TOPEKA (KSNT)- Elijah Brooks is now the all-time leading scorer in Topeka West basketball history.

“He’s different. If you’re explaining Elijah you say he’s different… different kid,” Topeka West head coach Rick Bloomquist said.

On Friday, Jan. 28 he scored 33 points to boost his career total to 1,251. This mark surpassed the previous all-time points leader, Luke Dwyer, who had held the record since 2000.

“I’ve coached a lot of guys these last 45 years, and I love them all. I think they would all agree that he might be the best I’ve coached,” Bloomquist said.

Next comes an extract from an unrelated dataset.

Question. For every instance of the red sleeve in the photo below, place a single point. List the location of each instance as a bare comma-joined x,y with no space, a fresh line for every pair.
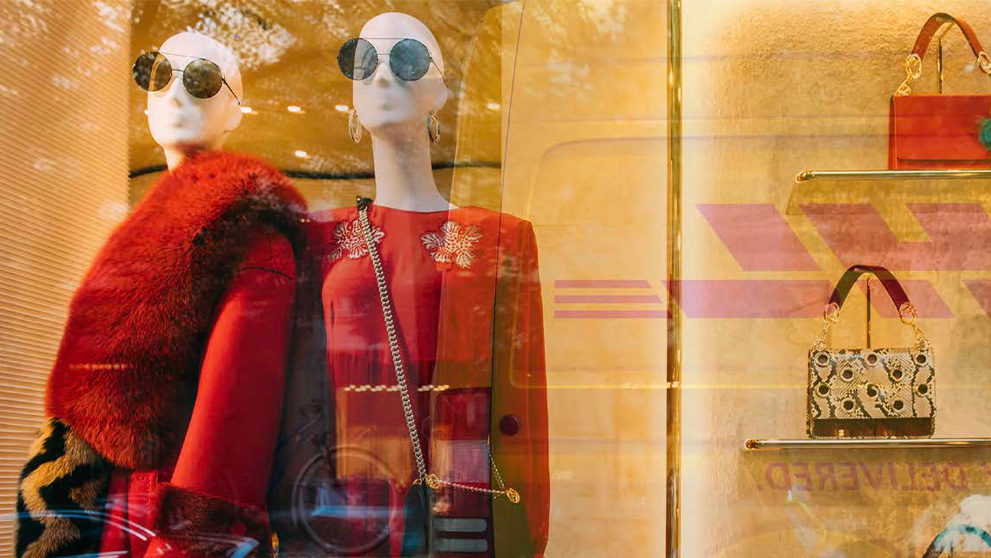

Brooks caught the attention of Coach Bloomquist when he was in just the eighth grade.

“Something was special about him right then. Just his personality, his charisma, the way he handled himself. The total package of a kid at that age is just above the charts,” Bloomquist said.

He has a unique ability to flip a switch and go score when the team needs it most.

“I feel like I can score whenever I want to, saying that as humble as I can,” Brooks said. “Anytime I feel like we need to go get a bucket or my coaches are telling me ‘Just get to the rim’ I feel like I can do that.”

His teammates have seen it first-hand time and time again.

“Whenever he gets his takeover unlocked, he just goes crazy,” said senior guard Zander Putthoff. “It’s kind of like a stress reliver. Having a guy, in my opinion the best player in the state, to depend on, we know he can get us three or four buckets in a row.”

Brooks says the individual accomplishments aren’t on his mind. He simply wants to win.

“State champs, for sure. That’s the end goal for every team but I really think we can accomplish that,” Brooks said when asked about the team’s goal for this season.

“His goal is to get to the state tournament. His goal is to win the Centennial League. His goals are all team goals right now,” Bloomquist said.

Brooks ‘team first’ mentality is just one reason why he’s loved in the City of Topeka.

“He puts Elijah down to where ‘I’m not the most important person in my life,’ He’s very respectful. He’s a model student. Teachers love him. Administrators love him. Parents love him. I love him,” Bloomquist said.